Mentre portavo la mia croce in cima al monte, una scheggia mi è entrata nel fianco e nemmeno la mia anima potrà riposare in pace.
La scienza irreprensibile e l'amore salvifico hanno fallito con me, mentre l'entropia della trascuratezza ha trionfato in parte anche a causa mia, per cui dovrò comunque convivere con un senso di colpa corrosivo.
Eppure, più stringiamo a noi le cose a cui teniamo, più rischiamo di perderle, e io ho perso l'occasione di veder cristallizzata la mia parte migliore come impulso per auto-superarmi e andare avanti in questo percorso a ostacoli.
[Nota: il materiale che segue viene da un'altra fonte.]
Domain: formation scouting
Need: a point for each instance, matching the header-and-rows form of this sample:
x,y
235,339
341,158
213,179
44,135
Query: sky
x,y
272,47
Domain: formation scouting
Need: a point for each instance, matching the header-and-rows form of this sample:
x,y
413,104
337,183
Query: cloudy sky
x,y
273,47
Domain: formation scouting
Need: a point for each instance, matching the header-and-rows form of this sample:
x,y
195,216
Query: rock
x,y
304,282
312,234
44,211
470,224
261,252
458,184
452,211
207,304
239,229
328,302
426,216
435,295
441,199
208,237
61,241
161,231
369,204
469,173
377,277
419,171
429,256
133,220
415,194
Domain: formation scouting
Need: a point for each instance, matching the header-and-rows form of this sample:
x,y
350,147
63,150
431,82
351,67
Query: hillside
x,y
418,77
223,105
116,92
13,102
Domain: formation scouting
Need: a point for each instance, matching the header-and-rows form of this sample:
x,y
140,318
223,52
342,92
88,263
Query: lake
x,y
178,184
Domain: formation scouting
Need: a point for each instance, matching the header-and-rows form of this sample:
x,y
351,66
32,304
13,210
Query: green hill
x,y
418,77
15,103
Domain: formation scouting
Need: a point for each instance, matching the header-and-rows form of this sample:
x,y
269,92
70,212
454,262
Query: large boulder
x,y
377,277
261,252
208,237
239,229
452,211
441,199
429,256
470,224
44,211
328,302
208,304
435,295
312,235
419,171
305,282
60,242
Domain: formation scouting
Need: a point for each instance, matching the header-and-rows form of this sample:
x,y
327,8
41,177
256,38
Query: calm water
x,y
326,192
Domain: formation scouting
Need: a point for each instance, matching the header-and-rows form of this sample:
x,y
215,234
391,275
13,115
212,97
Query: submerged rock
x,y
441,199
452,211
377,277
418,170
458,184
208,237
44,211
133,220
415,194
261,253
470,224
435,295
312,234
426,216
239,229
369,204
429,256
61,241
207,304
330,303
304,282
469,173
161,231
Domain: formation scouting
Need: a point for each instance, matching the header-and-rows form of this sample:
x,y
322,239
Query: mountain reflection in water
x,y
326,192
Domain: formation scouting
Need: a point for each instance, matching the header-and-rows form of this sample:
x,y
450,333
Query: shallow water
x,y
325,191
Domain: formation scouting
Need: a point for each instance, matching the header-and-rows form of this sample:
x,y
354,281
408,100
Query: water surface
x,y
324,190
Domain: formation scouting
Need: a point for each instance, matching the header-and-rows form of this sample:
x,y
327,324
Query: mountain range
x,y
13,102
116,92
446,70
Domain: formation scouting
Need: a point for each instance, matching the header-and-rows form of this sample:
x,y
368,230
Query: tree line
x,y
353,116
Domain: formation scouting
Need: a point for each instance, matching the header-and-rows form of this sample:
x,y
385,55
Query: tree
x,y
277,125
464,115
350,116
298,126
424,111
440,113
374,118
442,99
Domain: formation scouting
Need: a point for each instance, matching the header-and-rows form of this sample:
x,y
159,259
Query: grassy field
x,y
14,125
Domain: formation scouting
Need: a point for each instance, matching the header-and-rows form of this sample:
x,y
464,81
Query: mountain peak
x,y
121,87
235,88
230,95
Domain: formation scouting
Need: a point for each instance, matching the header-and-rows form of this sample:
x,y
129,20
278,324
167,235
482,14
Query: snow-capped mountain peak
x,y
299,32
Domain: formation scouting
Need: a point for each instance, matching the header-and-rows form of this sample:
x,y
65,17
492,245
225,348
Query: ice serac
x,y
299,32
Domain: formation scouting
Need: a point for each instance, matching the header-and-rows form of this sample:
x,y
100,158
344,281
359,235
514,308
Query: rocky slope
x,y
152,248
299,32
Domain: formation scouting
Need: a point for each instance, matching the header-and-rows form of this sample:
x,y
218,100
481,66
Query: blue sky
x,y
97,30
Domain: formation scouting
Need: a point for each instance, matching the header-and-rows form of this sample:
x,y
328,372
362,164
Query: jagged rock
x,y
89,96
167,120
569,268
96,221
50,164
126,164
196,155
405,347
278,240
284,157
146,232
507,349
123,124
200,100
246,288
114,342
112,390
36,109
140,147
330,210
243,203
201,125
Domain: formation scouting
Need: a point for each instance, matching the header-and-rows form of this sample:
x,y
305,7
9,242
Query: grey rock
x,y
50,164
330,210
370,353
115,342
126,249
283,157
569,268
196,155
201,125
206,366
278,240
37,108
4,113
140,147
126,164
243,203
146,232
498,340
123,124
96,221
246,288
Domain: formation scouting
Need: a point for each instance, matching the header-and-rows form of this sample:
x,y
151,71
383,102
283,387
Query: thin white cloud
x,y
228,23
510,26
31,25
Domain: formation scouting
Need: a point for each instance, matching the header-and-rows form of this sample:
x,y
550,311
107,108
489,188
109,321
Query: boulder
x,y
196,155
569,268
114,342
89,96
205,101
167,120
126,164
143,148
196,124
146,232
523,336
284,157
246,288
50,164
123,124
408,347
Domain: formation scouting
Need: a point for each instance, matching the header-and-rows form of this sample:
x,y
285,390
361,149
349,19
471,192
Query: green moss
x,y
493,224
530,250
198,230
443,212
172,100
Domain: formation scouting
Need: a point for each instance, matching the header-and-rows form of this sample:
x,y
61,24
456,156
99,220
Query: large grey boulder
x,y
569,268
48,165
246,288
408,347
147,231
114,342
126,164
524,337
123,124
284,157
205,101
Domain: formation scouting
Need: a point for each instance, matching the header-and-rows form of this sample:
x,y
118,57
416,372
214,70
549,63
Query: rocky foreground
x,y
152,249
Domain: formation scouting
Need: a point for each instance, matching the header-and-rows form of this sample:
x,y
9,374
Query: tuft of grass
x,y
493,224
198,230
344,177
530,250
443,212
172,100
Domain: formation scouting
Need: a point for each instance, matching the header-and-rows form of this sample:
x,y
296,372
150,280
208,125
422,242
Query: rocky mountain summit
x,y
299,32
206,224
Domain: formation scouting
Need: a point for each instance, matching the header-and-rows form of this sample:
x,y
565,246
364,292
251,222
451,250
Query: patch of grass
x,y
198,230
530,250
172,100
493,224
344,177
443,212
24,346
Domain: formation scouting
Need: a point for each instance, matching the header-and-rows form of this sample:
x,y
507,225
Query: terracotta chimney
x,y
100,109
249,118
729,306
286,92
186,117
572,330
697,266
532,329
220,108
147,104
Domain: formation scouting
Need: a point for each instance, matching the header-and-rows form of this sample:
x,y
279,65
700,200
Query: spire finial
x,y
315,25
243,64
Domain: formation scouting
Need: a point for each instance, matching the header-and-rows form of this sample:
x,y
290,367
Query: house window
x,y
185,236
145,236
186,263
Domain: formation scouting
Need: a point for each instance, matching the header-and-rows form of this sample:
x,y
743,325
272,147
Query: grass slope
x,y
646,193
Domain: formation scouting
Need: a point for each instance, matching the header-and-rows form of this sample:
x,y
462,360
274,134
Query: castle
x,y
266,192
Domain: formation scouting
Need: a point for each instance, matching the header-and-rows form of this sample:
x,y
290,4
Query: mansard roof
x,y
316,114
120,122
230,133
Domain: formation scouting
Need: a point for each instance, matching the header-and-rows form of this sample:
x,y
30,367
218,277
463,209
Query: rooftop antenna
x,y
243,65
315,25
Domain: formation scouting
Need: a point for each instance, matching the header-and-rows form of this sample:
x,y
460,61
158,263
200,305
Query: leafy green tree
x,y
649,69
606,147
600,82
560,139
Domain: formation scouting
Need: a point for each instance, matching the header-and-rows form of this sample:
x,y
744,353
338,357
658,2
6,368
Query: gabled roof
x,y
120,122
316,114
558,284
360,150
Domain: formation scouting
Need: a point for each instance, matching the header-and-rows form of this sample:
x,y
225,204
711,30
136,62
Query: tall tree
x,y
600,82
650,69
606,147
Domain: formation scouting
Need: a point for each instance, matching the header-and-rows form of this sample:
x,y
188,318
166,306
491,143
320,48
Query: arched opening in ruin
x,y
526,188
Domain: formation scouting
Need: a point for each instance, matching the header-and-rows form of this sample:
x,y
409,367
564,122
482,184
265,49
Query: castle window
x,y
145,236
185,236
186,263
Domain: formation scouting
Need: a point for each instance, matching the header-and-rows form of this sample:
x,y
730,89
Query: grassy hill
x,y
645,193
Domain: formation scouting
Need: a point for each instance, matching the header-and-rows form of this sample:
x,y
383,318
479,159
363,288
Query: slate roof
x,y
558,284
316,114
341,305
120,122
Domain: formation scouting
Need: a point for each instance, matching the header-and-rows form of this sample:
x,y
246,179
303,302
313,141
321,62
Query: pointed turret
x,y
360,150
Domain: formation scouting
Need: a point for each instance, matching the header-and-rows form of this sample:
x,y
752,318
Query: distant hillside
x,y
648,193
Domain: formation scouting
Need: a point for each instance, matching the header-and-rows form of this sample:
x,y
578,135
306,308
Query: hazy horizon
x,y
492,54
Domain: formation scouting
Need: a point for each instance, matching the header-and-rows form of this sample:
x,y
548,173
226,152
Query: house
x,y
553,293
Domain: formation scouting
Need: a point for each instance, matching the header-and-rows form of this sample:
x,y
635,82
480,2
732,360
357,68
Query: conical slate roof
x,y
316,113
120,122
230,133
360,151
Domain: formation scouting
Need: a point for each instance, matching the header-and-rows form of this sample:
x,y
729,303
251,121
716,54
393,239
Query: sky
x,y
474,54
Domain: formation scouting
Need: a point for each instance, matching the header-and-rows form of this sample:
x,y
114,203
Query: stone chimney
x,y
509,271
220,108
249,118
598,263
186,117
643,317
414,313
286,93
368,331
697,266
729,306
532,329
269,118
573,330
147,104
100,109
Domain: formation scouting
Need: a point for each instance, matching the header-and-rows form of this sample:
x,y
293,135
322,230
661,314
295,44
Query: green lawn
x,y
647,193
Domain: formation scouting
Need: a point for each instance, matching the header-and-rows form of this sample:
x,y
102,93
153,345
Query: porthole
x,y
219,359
Se c'è una cosa che ho imparato però, è che è stata l'ansia di un'attesa snervante a fregarmi e che nemmeno si può remare controcorrente senza perdere la lucidità e le forze.
La visione d'insieme fa perdere i dettagli, e i dettagli fanno perdere la visione d'insieme: sarebbe la sincronia dell'azione con il giusto tempismo la soluzione, tuttavia ardua, perché la vita può dirti che purtroppo stavolta tocca a te, mentre ciò che ardentemente desideri non ti toccherà mai in sorte.
Meglio non aspettarsi nulla, meglio non fare rinunce e godersi l'attimo, perché non ne vale la pena, sostengono in molti: allora mi chiedo quale sia il senso dello stare al mondo se risulta impossibile costruire alcunché di durevole e unico come la nostra persona, come la nostra irripetibile esistenza, e nel quale rifletterci.
Forse davvero non resta che lasciarsi andare, fatalisti, senza nulla chiedere, senza opporsi all'imprevedibile vita che a sorpresa colpisce, abbandonandosi a quella Volontà, imperscrutabile o insensata che sia, che tutto governa.
E seguire la corrente, verso il mare.